TBARTA didn't include west Pasco in any light rail line. It's a no-brainer that when people see that one side of the county has something way better than the other side, people will go with the better side. And that is how west Pasco is different from east Pasco. While west Pasco has only rapid bus transit, northwest is left out even more. East Pasco has light rail leading it right into Tampa. Central Pasco has it even better because it has a faster rail system going through that part of the county, while we have rapid bus transit going only up to Gulf View Square mall on U.S. 19.
I e-mailed some politicians in the county who agreed with my concern.
We have East Lake Road coming up into the Trinity area. A road that should had been elevated already from the county line to the Bayside Bridge would be a great stretch to acquire for a rail line. It would give west Pasco the fair balance that it deserves since we were growing the same pace as east Pasco.
E-mail our commissioners and our representative for Pasco saying why this side needs a rail line on our side. You may be against any spending, but it's going to happen and to allow it to happen without our side getting the fair treatment will be a lose-lose fight for any opponent.
Mike Kramer, New Port Richey
What's flowing is barely water | July 24, letter
Water from the tap isn't drinkable
The letter regarding our new water company is so true. Since 1999, I have put up with Aloha, hoping for a white knight to help us. Well, along came FGUA with high hopes of curing all our problems.
FGUA first of all increased our rates, and since they took over, the water has gone downhill. Over the last two weeks they have flushed a hydrant near me over five times. They took all the water from my house and there has been no improvement.
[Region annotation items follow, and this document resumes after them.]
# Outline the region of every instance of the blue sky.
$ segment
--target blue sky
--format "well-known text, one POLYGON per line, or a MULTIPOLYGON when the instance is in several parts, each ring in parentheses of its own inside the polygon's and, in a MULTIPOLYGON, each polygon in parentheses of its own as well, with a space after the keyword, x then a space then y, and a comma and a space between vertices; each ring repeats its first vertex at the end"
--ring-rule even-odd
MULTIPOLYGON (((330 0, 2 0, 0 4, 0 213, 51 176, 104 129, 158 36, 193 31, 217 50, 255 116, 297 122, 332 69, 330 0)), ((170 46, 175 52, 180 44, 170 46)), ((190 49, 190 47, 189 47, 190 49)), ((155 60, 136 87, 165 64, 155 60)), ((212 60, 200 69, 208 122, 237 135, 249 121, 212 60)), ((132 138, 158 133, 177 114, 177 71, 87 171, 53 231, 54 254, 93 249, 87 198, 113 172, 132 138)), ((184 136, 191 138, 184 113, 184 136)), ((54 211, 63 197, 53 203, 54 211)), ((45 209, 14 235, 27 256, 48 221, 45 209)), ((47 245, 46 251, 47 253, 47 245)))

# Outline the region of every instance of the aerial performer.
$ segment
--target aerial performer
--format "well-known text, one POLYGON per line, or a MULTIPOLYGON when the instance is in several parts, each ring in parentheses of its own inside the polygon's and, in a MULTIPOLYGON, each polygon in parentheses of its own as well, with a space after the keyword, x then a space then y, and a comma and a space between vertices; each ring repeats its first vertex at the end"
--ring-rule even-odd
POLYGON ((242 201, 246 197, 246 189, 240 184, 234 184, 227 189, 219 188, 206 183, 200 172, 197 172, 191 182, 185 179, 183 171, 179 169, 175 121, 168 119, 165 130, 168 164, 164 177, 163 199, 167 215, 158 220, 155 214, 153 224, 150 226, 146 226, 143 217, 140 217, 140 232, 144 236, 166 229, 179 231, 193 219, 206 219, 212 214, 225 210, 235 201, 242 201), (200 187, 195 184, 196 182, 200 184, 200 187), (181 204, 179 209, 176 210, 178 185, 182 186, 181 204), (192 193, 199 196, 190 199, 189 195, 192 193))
FGUA management states they have a problem and are inducing chemicals to help. All this does is discolor dishes and silverware. Do we drink this? No.
Donald Calderwood, New Port Richey
Health care reform is not an issue to be rushed | July 24, guest column
Health care reform can't wait
To Mary Partington, health care reform cannot wait any longer.
I have not had health care since 2003 and I am getting older and have about seven more years to get on Medicare. What happens if I don't have catastrophic insurance and something happens to me like a heart attack?
I couldn't afford any tests or medications, let alone the hospital. Do I just die?
Diane LaRusso, New Port Richey
He's retired, but still about town
After reading Marc Yacht's column regarding his retirement, I'd like to commend him for all the community volunteer work he has done here in Pasco County since he retired a few years ago from the Health Department.
He definitely didn't just fade away but has remained very active, and neglected to mention all the plays he has performed in at the Richey Suncoast Theatre. Most recently he was in Hello, Dolly and Much Ado About Nothing.
Take a bow, Dr. Yacht! And keep working!